Enterprise resource planning (ERP) systems have shaped the rhythm of corporate finance. They centralize transactions, support compliance, and anchor the month-end close — a model that defined finance operations for decades.
But the expectations placed on CFOs have changed faster than the infrastructure supporting them.
The global ERP software market was valued at approximately $64.8 billion in 2024 and is projected to reach more than $123 billion by 2030, according to Grand View Research, reflecting growing demand for systems capable of handling increasing operational complexity. Yet growth in the category has not necessarily meant structural reinvention. Many ERP systems were originally designed around batch processing and end-of-month reconciliation.
Finance teams are now expected to provide near-real-time visibility into cash flow, entity-level performance, and budget variances — often across layered operating structures. That disconnect between real-time expectations and close-cycle infrastructure is particularly apparent in mid-market and multi-entity businesses, where operational complexity can outpace reporting agility.
Against this market backdrop, LiveFlow, the New York–based FP&A and reporting automation platform, has launched Flow, an AI-native ERP built for growing, multi-entity companies.
The Next Phase of ERP Development
For decades, ERP software has been optimized for recording activity—not necessarily for surfacing insights in real time. These systems capture and store financial transactions, ensuring ledger integrity and regulatory compliance. Analysis, forecasting, and strategic modeling are often conducted outside the core system — typically in spreadsheets or external planning tools.
As CFOs take on more strategic responsibilities, however, the lag between transaction and insight has become more consequential.
That pressure is reflected in finance leaders’ priorities. In Deloitte’s CFO Signals survey, respondents consistently rank automation, data integration, and AI-enabled insight among their top transformation initiatives, with a majority indicating that AI will play a significant role in finance operations in the near term.
LiveFlow developed Flow as an AI-native ERP, embedding intelligence into the platform’s core design from the outset. Rather than centering workflows around month-end reconciliation cycles, the system is designed to process and organize financial data on an ongoing basis.
The approach mirrors a broader push within the ERP market to better align financial reporting with real-time operational activity.
Built for Operational Complexity at Scale
One of the defining characteristics of modern mid-market businesses is structural complexity. Companies often operate across subsidiaries, locations, and inventory environments earlier in their lifecycle than in previous decades.
Historically, multi-entity functionality has often been added to ERP systems over time as companies expanded, rather than designed into their architecture from the start.
Flow was built with a multi-entity framework from day one, according to the company. The platform consolidates reporting across operating units within a single system, aiming to reduce reliance on manual consolidation and spreadsheet-based adjustments.
For CFOs overseeing expansion into new regions or managing intercompany activity across business lines, that design choice could help address one of the more persistent friction points in finance operations.
Bridging Accounting and FP&A
Another longstanding challenge in finance technology is the separation between accounting systems and financial planning and analysis (FP&A) tools.
Accounting closes the books. FP&A develops forward-looking projections— often using exported data that must be restructured and reconciled before it can inform forecasts.

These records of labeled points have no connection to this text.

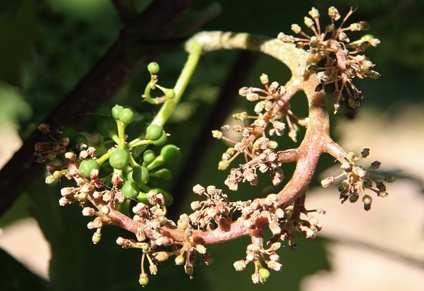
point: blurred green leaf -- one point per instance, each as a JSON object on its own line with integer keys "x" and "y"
{"x": 15, "y": 277}
{"x": 17, "y": 33}
{"x": 77, "y": 264}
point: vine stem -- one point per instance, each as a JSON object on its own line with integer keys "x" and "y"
{"x": 168, "y": 107}
{"x": 315, "y": 142}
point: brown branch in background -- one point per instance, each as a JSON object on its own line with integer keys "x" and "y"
{"x": 143, "y": 38}
{"x": 379, "y": 249}
{"x": 125, "y": 8}
{"x": 223, "y": 105}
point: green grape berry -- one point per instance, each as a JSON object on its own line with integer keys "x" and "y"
{"x": 126, "y": 116}
{"x": 170, "y": 152}
{"x": 168, "y": 197}
{"x": 141, "y": 175}
{"x": 161, "y": 140}
{"x": 164, "y": 174}
{"x": 142, "y": 197}
{"x": 148, "y": 156}
{"x": 87, "y": 166}
{"x": 116, "y": 111}
{"x": 119, "y": 159}
{"x": 129, "y": 189}
{"x": 157, "y": 162}
{"x": 153, "y": 68}
{"x": 264, "y": 274}
{"x": 153, "y": 132}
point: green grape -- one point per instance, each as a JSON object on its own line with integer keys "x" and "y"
{"x": 148, "y": 156}
{"x": 141, "y": 175}
{"x": 161, "y": 140}
{"x": 129, "y": 189}
{"x": 168, "y": 197}
{"x": 119, "y": 159}
{"x": 116, "y": 111}
{"x": 153, "y": 68}
{"x": 157, "y": 162}
{"x": 164, "y": 174}
{"x": 124, "y": 207}
{"x": 153, "y": 132}
{"x": 142, "y": 197}
{"x": 86, "y": 166}
{"x": 170, "y": 152}
{"x": 264, "y": 274}
{"x": 126, "y": 116}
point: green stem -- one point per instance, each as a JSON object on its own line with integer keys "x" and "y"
{"x": 138, "y": 142}
{"x": 103, "y": 158}
{"x": 121, "y": 133}
{"x": 168, "y": 107}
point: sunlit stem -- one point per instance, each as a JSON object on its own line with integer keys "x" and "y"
{"x": 168, "y": 107}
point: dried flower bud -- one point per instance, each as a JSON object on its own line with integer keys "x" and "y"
{"x": 325, "y": 183}
{"x": 199, "y": 189}
{"x": 239, "y": 265}
{"x": 264, "y": 79}
{"x": 222, "y": 165}
{"x": 367, "y": 200}
{"x": 243, "y": 91}
{"x": 201, "y": 249}
{"x": 296, "y": 28}
{"x": 314, "y": 13}
{"x": 217, "y": 134}
{"x": 252, "y": 97}
{"x": 333, "y": 13}
{"x": 365, "y": 152}
{"x": 264, "y": 274}
{"x": 179, "y": 260}
{"x": 143, "y": 280}
{"x": 240, "y": 116}
{"x": 88, "y": 211}
{"x": 96, "y": 236}
{"x": 161, "y": 256}
{"x": 308, "y": 22}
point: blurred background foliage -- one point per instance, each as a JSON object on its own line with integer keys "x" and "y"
{"x": 46, "y": 46}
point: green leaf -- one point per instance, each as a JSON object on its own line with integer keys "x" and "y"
{"x": 14, "y": 276}
{"x": 77, "y": 264}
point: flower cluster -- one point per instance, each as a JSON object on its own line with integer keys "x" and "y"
{"x": 357, "y": 181}
{"x": 336, "y": 58}
{"x": 215, "y": 211}
{"x": 272, "y": 117}
{"x": 282, "y": 223}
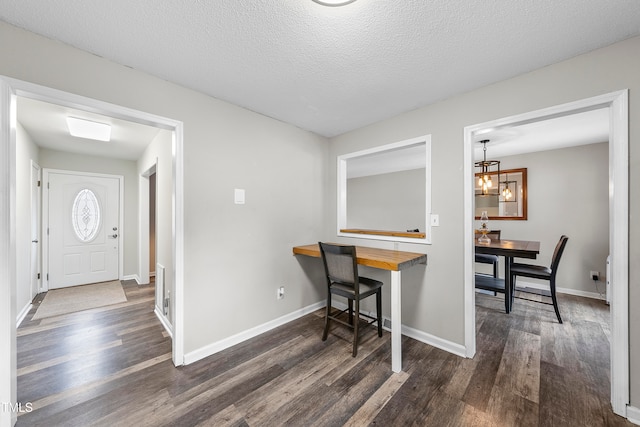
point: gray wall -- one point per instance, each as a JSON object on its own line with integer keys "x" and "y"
{"x": 53, "y": 159}
{"x": 427, "y": 304}
{"x": 237, "y": 255}
{"x": 568, "y": 193}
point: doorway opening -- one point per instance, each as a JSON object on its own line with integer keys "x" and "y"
{"x": 10, "y": 91}
{"x": 617, "y": 105}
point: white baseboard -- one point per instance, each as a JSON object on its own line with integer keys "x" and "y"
{"x": 432, "y": 340}
{"x": 132, "y": 277}
{"x": 418, "y": 335}
{"x": 633, "y": 415}
{"x": 218, "y": 346}
{"x": 568, "y": 291}
{"x": 23, "y": 313}
{"x": 213, "y": 348}
{"x": 164, "y": 321}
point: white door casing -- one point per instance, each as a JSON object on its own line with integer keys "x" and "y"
{"x": 35, "y": 229}
{"x": 83, "y": 227}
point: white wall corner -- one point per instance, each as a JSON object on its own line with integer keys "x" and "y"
{"x": 432, "y": 340}
{"x": 23, "y": 313}
{"x": 633, "y": 415}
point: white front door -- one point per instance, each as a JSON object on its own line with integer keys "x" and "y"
{"x": 83, "y": 227}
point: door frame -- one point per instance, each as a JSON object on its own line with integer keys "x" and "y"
{"x": 618, "y": 105}
{"x": 10, "y": 88}
{"x": 36, "y": 221}
{"x": 45, "y": 219}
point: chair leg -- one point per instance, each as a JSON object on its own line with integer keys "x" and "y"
{"x": 379, "y": 311}
{"x": 326, "y": 318}
{"x": 554, "y": 299}
{"x": 350, "y": 304}
{"x": 355, "y": 329}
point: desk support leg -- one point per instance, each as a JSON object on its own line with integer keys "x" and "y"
{"x": 396, "y": 322}
{"x": 508, "y": 288}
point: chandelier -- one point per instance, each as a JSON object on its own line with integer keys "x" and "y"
{"x": 484, "y": 179}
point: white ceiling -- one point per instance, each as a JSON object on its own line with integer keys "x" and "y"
{"x": 331, "y": 69}
{"x": 46, "y": 124}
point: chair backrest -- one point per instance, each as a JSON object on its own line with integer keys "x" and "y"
{"x": 340, "y": 264}
{"x": 492, "y": 234}
{"x": 557, "y": 253}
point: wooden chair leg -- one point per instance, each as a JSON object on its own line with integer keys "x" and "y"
{"x": 355, "y": 329}
{"x": 554, "y": 299}
{"x": 326, "y": 318}
{"x": 379, "y": 311}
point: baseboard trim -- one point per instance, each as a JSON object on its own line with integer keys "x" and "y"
{"x": 568, "y": 291}
{"x": 418, "y": 335}
{"x": 165, "y": 322}
{"x": 432, "y": 340}
{"x": 213, "y": 348}
{"x": 633, "y": 415}
{"x": 132, "y": 277}
{"x": 23, "y": 313}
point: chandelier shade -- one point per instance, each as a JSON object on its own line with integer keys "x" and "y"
{"x": 486, "y": 170}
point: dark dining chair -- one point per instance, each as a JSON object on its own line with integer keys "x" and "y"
{"x": 341, "y": 270}
{"x": 488, "y": 258}
{"x": 542, "y": 272}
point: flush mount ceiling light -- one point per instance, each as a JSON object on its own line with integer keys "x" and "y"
{"x": 89, "y": 129}
{"x": 333, "y": 2}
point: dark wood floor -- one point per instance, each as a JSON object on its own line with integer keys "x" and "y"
{"x": 112, "y": 366}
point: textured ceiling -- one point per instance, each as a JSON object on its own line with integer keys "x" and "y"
{"x": 331, "y": 69}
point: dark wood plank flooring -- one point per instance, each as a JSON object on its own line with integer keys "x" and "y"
{"x": 112, "y": 366}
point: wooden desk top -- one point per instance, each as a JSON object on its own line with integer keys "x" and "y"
{"x": 384, "y": 259}
{"x": 513, "y": 248}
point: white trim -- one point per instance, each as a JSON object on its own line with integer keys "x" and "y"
{"x": 38, "y": 210}
{"x": 434, "y": 341}
{"x": 23, "y": 313}
{"x": 10, "y": 88}
{"x": 416, "y": 334}
{"x": 8, "y": 344}
{"x": 617, "y": 102}
{"x": 223, "y": 344}
{"x": 164, "y": 321}
{"x": 342, "y": 190}
{"x": 633, "y": 415}
{"x": 132, "y": 277}
{"x": 45, "y": 219}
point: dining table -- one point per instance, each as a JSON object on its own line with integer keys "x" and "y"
{"x": 384, "y": 259}
{"x": 509, "y": 249}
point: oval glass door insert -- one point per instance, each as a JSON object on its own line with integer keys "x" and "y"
{"x": 85, "y": 215}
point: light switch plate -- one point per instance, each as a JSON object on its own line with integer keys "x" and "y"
{"x": 238, "y": 196}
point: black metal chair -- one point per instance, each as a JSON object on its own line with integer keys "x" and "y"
{"x": 341, "y": 269}
{"x": 542, "y": 272}
{"x": 488, "y": 258}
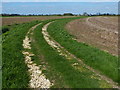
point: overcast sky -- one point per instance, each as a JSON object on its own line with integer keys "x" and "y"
{"x": 60, "y": 0}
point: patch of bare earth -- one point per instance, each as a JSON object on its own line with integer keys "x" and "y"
{"x": 37, "y": 78}
{"x": 17, "y": 20}
{"x": 63, "y": 52}
{"x": 101, "y": 32}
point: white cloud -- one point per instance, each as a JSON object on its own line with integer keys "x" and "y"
{"x": 60, "y": 0}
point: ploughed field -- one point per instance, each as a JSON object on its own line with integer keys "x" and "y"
{"x": 43, "y": 54}
{"x": 101, "y": 32}
{"x": 17, "y": 20}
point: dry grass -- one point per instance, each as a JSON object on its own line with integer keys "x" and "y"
{"x": 101, "y": 32}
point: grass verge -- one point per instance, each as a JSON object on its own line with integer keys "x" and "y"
{"x": 57, "y": 68}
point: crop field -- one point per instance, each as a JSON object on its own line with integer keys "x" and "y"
{"x": 60, "y": 52}
{"x": 101, "y": 32}
{"x": 17, "y": 20}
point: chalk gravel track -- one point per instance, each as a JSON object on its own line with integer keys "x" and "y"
{"x": 63, "y": 52}
{"x": 37, "y": 78}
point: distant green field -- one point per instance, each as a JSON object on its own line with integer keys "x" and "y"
{"x": 56, "y": 68}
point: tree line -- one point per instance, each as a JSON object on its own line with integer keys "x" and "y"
{"x": 65, "y": 14}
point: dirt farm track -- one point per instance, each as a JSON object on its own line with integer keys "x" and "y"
{"x": 17, "y": 20}
{"x": 101, "y": 32}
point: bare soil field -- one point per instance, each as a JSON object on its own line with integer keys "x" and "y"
{"x": 17, "y": 20}
{"x": 101, "y": 32}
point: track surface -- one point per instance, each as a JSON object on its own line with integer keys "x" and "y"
{"x": 101, "y": 32}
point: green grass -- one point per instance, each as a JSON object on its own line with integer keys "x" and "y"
{"x": 15, "y": 72}
{"x": 58, "y": 69}
{"x": 96, "y": 58}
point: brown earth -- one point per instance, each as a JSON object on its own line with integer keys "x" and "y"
{"x": 17, "y": 20}
{"x": 100, "y": 32}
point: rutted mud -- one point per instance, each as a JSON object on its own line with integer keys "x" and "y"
{"x": 101, "y": 32}
{"x": 63, "y": 52}
{"x": 37, "y": 78}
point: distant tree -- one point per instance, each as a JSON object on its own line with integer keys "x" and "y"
{"x": 85, "y": 14}
{"x": 68, "y": 14}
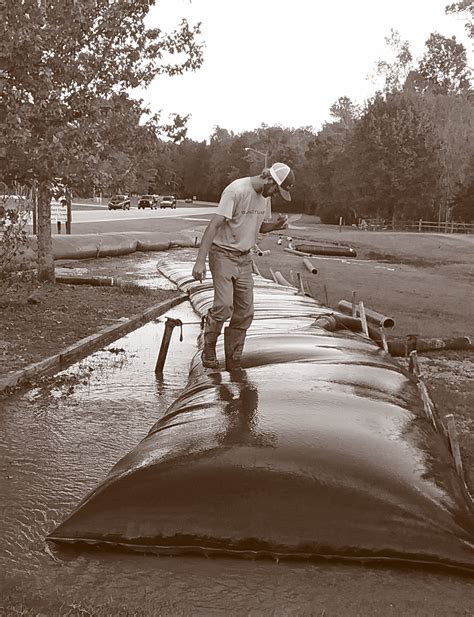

Flow is intended to bring those functions into a single workflow. By combining ledger accuracy with live forecasting inputs, the platform aims to reduce version-control issues and minimize delays caused by cross-platform workflows.
If successful, that integration could move finance teams toward a more integrated finance system in which accounting records and forward-looking models operate within the same platform— not just for reporting, but for ongoing decision-making.
Rethinking AI’s Role in ERP
Across the ERP market, AI is increasingly embedded as a core feature rather than an experimental add-on. In many systems, it appears as a layer that flags anomalies, generates summaries, or automates discrete workflows.
What is shifting is not whether AI is present, but how deeply it is embedded.
Rather than functioning solely as an add-on to existing systems, some ERP providers are incorporating intelligence directly into core financial processes. The broader goal is to reduce reliance on periodic reconciliation cycles and enable continuous processing and organization of financial data.
LiveFlow’s Flow is built around that approach, embedding AI within transaction processing and reporting structures rather than limiting it to analysis overlays.
Whether this approach defines the next phase of ERP development remains uncertain. But as CFO expectations continue to move toward real-time visibility and faster operational insight, ERP providers are increasingly exploring ways to make intelligence more foundational to how financial systems operate.
Beyond the Month-End Close
As CFO responsibilities expand beyond reporting into capital allocation, risk modeling, and operational strategy, the cadence of financial insights is changing. Executive teams increasingly expect visibility into performance on a weekly — and in some cases daily — basis, compressing what was once a month-driven reporting rhythm.
Periodic reconciliation remains essential to finance operations, but it is no longer sufficient as the primary source of strategic clarity.
As businesses scale, financial complexity tends to compound — while traditional reporting cycles remain fixed. That dynamic is prompting renewed scrutiny of how finance systems are structured — and how quickly insight can move from transaction to decision.
For CFOs navigating multi-entity complexity, that change may be difficult to overlook.